A praticidade de vestir e conservar uma roupa sem cós para puir e sem barra para fazer é tanto um privilégio feminino como um ícone de sua suspeita fragilidade, fazendo oposição a uma igualmente suspeita imponência do par de calças, essas sim, frágeis o bastante para se rasgarem ao movimento de uma espontaneidade qualquer.
Saí de casa pela primeira vez com meu kilt verde e azul em um sábado ensolarado e quente, para comprar as coisas do almoço. Eu, que há alguns anos desisti de andar sem chamar muito a atenção, estava um tanto ansioso para desfilar com minha saia e testar as reações de uma cidade tanto moderna quanto culturalmente ignorante e intolerante, certo de que a distância entre minha figura deslocadamente escocesa e o próximo crossdresser pareceria pouca aos olhos do bairro.

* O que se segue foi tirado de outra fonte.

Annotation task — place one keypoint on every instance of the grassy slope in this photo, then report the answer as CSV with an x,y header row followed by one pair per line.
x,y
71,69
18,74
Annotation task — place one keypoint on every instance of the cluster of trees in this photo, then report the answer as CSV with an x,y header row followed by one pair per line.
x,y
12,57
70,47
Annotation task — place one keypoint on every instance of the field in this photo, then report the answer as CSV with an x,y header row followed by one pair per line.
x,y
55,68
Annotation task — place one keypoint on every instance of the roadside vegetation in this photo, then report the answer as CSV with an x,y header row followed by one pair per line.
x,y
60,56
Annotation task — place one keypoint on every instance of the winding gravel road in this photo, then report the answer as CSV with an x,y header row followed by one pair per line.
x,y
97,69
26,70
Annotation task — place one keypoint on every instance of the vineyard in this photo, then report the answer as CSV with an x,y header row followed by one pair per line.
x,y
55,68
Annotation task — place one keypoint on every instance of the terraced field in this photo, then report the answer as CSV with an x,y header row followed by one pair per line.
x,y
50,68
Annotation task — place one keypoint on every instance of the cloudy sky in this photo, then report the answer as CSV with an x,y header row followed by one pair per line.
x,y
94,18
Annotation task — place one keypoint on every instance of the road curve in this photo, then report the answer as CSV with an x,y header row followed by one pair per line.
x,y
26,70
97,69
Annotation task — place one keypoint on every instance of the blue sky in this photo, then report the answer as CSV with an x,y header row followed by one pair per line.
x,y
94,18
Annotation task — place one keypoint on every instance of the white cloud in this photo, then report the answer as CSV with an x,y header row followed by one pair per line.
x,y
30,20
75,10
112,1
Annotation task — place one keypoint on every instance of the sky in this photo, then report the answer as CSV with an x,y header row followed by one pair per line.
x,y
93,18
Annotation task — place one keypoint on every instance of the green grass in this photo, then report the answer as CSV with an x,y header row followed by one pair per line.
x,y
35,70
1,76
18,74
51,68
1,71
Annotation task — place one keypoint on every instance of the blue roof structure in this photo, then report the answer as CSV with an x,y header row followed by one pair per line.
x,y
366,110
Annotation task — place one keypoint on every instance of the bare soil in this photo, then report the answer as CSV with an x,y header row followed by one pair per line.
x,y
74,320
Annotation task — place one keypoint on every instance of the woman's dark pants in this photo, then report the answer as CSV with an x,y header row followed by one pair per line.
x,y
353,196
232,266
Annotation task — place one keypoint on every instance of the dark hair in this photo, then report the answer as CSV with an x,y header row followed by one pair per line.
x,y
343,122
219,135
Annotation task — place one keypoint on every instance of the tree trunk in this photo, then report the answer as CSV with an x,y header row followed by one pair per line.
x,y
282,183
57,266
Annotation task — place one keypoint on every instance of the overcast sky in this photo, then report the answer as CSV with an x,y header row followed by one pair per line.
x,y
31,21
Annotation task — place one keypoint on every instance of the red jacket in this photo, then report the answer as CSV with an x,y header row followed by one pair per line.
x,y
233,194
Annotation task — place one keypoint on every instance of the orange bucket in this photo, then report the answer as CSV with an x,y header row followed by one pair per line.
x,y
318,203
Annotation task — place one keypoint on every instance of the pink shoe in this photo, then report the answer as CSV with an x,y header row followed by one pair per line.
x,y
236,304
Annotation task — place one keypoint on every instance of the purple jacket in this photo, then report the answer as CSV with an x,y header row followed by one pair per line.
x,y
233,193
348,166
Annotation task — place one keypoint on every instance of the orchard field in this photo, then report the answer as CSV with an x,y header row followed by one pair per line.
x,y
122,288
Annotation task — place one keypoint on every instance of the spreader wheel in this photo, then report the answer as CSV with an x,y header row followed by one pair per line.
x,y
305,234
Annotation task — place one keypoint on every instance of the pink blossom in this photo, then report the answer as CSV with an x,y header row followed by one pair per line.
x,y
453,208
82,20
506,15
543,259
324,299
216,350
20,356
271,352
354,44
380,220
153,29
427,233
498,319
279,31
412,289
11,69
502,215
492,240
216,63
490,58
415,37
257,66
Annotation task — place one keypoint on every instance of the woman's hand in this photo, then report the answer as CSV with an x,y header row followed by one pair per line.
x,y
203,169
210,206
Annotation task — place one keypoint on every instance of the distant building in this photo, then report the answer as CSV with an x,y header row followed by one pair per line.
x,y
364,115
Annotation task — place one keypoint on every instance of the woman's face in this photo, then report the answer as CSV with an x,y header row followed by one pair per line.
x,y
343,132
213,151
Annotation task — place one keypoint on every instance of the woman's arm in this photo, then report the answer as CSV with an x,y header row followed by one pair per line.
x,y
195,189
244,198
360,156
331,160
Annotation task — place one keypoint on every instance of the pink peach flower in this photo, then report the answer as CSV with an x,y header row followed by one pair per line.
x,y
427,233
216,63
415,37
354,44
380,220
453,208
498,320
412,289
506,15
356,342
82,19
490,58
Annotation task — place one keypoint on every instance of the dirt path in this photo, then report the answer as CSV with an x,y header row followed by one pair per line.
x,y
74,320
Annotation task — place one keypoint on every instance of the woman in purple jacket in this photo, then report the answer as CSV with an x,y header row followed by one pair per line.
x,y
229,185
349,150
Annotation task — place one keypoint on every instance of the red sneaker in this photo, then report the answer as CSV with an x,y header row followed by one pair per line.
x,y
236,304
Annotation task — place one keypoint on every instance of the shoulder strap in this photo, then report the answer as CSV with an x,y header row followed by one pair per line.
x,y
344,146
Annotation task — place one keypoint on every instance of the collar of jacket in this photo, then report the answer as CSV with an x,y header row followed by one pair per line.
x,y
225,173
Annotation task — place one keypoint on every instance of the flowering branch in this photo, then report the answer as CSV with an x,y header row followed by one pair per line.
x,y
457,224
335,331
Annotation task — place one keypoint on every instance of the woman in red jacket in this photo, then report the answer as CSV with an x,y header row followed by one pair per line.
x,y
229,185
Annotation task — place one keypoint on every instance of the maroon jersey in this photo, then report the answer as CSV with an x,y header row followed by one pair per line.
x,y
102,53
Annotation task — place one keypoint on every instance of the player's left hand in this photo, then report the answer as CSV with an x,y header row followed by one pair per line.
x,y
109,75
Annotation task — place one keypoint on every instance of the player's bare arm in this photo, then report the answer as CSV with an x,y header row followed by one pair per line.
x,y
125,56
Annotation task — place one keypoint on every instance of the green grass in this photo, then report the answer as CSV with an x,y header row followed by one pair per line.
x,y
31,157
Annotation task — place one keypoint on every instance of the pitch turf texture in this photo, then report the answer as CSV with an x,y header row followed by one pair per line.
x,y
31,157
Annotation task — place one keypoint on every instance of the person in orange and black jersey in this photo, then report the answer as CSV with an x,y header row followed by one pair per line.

A rua estava tomada de gente, e no caminho entre minha casa e o açougue passei por uma oficina mecânica e por dois mendigos que, se pensaram em comentar alguma coisa, guardaram as impressões para si.

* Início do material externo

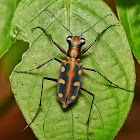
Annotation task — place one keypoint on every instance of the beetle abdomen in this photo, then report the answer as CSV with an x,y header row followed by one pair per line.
x,y
69,82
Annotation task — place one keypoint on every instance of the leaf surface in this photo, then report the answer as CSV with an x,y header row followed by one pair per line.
x,y
7,8
129,14
111,56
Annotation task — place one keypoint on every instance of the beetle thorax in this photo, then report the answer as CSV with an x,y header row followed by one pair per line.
x,y
75,44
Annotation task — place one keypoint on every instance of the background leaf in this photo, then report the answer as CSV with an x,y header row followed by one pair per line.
x,y
129,15
111,56
7,8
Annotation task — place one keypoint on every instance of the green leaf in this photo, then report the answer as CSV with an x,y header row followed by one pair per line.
x,y
111,56
7,8
129,15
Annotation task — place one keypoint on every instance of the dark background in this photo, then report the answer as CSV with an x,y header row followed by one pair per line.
x,y
12,121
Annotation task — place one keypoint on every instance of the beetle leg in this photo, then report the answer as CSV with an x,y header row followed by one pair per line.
x,y
90,108
54,58
60,48
107,79
44,78
99,34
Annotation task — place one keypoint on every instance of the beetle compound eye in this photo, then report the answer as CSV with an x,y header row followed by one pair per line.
x,y
68,39
83,41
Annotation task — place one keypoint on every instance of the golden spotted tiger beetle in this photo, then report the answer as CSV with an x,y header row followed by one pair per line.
x,y
70,75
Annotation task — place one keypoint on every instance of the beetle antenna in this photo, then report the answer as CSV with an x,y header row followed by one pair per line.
x,y
59,21
95,24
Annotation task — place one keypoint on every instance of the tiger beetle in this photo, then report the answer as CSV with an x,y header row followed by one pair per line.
x,y
71,70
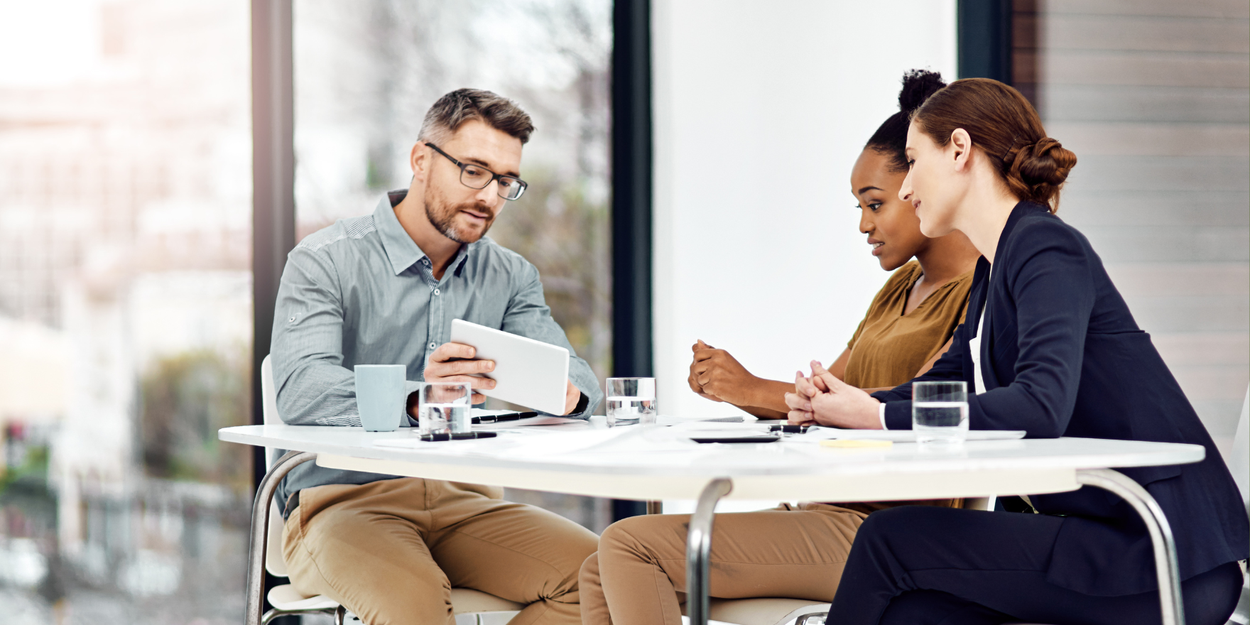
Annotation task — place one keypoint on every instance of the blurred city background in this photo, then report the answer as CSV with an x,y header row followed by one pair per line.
x,y
125,258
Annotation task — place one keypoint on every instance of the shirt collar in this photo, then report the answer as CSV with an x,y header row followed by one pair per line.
x,y
401,250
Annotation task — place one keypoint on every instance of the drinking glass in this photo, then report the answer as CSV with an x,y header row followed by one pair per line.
x,y
939,413
380,396
630,400
444,408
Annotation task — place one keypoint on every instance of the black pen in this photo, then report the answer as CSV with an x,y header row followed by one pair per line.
x,y
789,429
459,435
506,416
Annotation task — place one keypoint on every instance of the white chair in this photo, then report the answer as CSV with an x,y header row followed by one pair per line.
x,y
289,600
1239,464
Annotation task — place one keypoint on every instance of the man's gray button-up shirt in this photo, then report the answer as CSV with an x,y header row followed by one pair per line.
x,y
361,291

Estava um tanto ansioso para desfilar com minha saia e testar as reações de uma cidade tanto moderna quanto culturalmente ignorante e intolerante, certo de que a distância entre minha figura deslocadamente escocesa e o próximo crossdresser pareceria pouca aos olhos do bairro.
Já no caminho para o mercado, passei por um boteco com senhores de meia idade, que bebiam suas cervejas já meio embriagados sob o sol do meio-dia, alguns adolescentes sentados em uma mureta com seus skates a tiracolo e algumas senhoras em frente a um salão de beleza. Essas foram as únicas que detiveram os olhares sobre mim, mas foi só isso – alguns olhares curiosos e provavelmente algum comentário bem humorado depois, longe dos meus ouvidos.

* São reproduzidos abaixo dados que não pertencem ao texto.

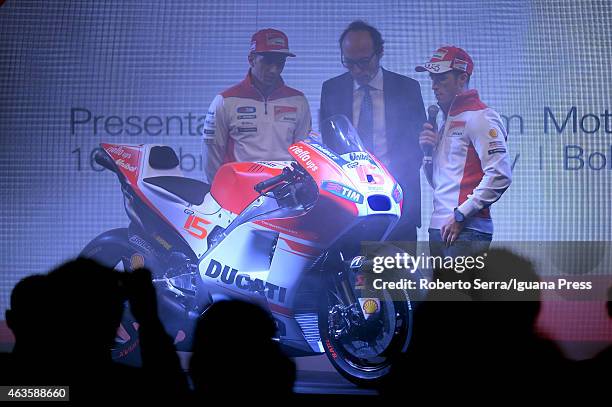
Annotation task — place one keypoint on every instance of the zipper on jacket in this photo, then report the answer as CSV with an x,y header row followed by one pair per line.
x,y
264,98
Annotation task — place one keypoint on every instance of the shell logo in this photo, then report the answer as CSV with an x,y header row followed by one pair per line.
x,y
136,261
370,307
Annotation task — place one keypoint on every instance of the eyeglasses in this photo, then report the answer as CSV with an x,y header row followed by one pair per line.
x,y
361,63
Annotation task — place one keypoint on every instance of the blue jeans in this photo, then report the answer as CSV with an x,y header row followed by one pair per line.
x,y
469,242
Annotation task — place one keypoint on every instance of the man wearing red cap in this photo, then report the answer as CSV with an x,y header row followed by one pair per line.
x,y
260,117
470,168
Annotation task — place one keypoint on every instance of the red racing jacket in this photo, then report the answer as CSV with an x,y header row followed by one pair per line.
x,y
471,165
243,125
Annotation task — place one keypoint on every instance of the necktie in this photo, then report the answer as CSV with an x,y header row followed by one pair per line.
x,y
366,119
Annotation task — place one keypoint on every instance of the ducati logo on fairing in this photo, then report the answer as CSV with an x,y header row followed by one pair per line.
x,y
229,275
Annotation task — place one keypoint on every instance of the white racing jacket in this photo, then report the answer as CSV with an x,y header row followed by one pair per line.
x,y
242,125
471,165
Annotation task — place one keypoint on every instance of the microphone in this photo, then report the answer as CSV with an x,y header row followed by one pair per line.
x,y
432,113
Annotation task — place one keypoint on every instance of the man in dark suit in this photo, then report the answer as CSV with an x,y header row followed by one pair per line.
x,y
386,109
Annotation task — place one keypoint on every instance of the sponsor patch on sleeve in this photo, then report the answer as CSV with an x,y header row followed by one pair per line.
x,y
497,150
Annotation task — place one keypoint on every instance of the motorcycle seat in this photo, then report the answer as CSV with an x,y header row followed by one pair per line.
x,y
188,189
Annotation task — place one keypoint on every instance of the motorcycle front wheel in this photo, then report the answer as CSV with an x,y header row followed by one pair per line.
x,y
365,354
112,249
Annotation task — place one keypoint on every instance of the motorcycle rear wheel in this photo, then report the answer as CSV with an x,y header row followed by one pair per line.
x,y
357,360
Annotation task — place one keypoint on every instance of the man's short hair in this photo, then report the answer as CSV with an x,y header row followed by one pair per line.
x,y
360,25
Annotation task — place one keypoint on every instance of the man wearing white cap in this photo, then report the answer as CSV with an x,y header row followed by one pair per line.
x,y
470,167
260,117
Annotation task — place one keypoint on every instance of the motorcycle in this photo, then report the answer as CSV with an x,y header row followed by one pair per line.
x,y
285,235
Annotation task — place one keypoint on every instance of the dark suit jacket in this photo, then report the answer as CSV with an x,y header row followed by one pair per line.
x,y
404,115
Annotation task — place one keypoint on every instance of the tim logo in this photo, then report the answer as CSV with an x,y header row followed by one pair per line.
x,y
285,113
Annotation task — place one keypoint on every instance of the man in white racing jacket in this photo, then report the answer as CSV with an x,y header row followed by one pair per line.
x,y
470,166
260,117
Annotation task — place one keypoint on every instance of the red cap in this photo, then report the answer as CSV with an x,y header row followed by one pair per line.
x,y
446,59
270,40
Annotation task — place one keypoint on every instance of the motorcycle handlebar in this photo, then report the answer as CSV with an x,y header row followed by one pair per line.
x,y
263,185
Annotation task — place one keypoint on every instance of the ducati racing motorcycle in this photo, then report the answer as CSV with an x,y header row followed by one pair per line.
x,y
284,235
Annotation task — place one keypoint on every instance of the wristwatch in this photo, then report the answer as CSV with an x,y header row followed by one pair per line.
x,y
459,217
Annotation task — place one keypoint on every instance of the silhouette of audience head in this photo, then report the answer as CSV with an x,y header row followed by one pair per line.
x,y
234,355
27,316
87,302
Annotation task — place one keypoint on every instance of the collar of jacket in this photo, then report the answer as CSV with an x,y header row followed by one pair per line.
x,y
257,94
465,102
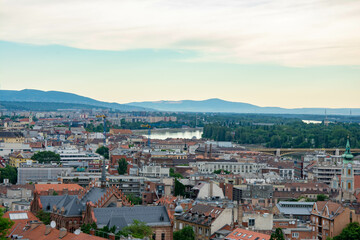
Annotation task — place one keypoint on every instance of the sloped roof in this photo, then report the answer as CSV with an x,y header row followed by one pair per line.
x,y
240,234
295,208
57,187
124,216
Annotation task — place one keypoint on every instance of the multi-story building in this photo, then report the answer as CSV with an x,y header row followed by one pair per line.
x,y
298,210
329,219
234,167
41,173
154,171
17,158
12,137
204,219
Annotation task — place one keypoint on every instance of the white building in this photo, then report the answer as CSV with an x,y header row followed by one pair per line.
x,y
154,171
234,167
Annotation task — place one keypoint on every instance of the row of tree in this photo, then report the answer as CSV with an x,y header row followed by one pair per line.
x,y
289,135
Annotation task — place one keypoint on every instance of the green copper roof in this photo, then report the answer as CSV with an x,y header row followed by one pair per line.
x,y
347,155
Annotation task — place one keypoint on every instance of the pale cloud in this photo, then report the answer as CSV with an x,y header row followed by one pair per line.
x,y
285,32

Resumindo esse pequeno episódio anticlimático, voltei pra casa com as minhas compras e nenhum assobio ou malcriação nesse meio tempo. Talvez os tempos estejam mudando, talvez um kilt não seja nada demais, talvez a cautela do “vai que é maluco” ainda seja uma prática dos dias de hoje, fato é que, no geral, me senti a vontade e fresquinho com meu kilt, e faria proselitismo político em favor de uma adoção ampla da peça de roupa por aqui, em especial nesta cidade que gosta de jactar de ser um pouquinho da Europa no Brasil. A todos os homens que por acaso estiverem lendo isso e que também compartilhem a vontade reprimida de usar uma saia, seja ela masculina ou feminina: não se furtem a esse prazer. A revolução está vindo. Uma saia de cada vez.